Thursday, April 4, 2013

Sadness

Sadness is taking your 3 year old son to the cemetery and having to explain to him that this is a place where people come to remember people that you love who have died.  It's having to tell him that we will not see Daddy here, but that we are going to go to a special place where we can look at his name and leave flowers next to it.  It is standing in front of the tombstone and telling your son that its okay to talk to Daddy and tell him that you love him and miss him. 

Sadness is trying to explain to your young son when he asks where Daddy is that he is dead and that means we won't ever be able to see him again.  That it means instead we can look at pictures and watch home movies and talk about him.  It is telling him that Daddy was sick when he asks why.  It's telling him that he can't go to heaven to see him, not anytime soon as you silently pray that you will never to live to see that day.   It is hearing the sweet, innocent voice that asks these questions that are the most natural ones to be asking.  It's listening to that same voice each night saying "Good night Daddy... I love you all the way to heaven and back.  I miss you" before going to sleep. 

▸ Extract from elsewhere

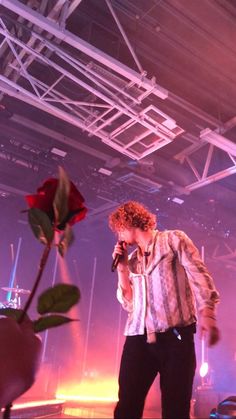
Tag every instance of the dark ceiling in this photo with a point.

Sadness is watching your son grow and learn and change and not having someone there to share in all of those precious memories.  It is knowing that there will never be any new memories made.  It is looking at pictures that have been outdated so quickly by the speed at which young children grow.  

Sadness is coming home to an empty, quiet home.  When once you were greeted by two dogs and a husband.  My female dog is now the only one left of those three and she now lives with my parents.

Sadness is knowing that there were so many other options and alternatives, but to him, they no longer existed.

Sadness is thinking about those last moments.

Sadness is the final act.

Sadness is all that was lost.

Sadness is trying to understand what it must have felt like to feel that this was the only way.


More than anything else, sadness is what I feel.  I feel so sad for my son who will never truly know his father.  Mostly, I am sad for my husband.  Completely, utterly sad for what was inside of him and for what may have happened in his life that made him feel that way.  I am so sad for all that he is missing out on.   Sad beyond expression.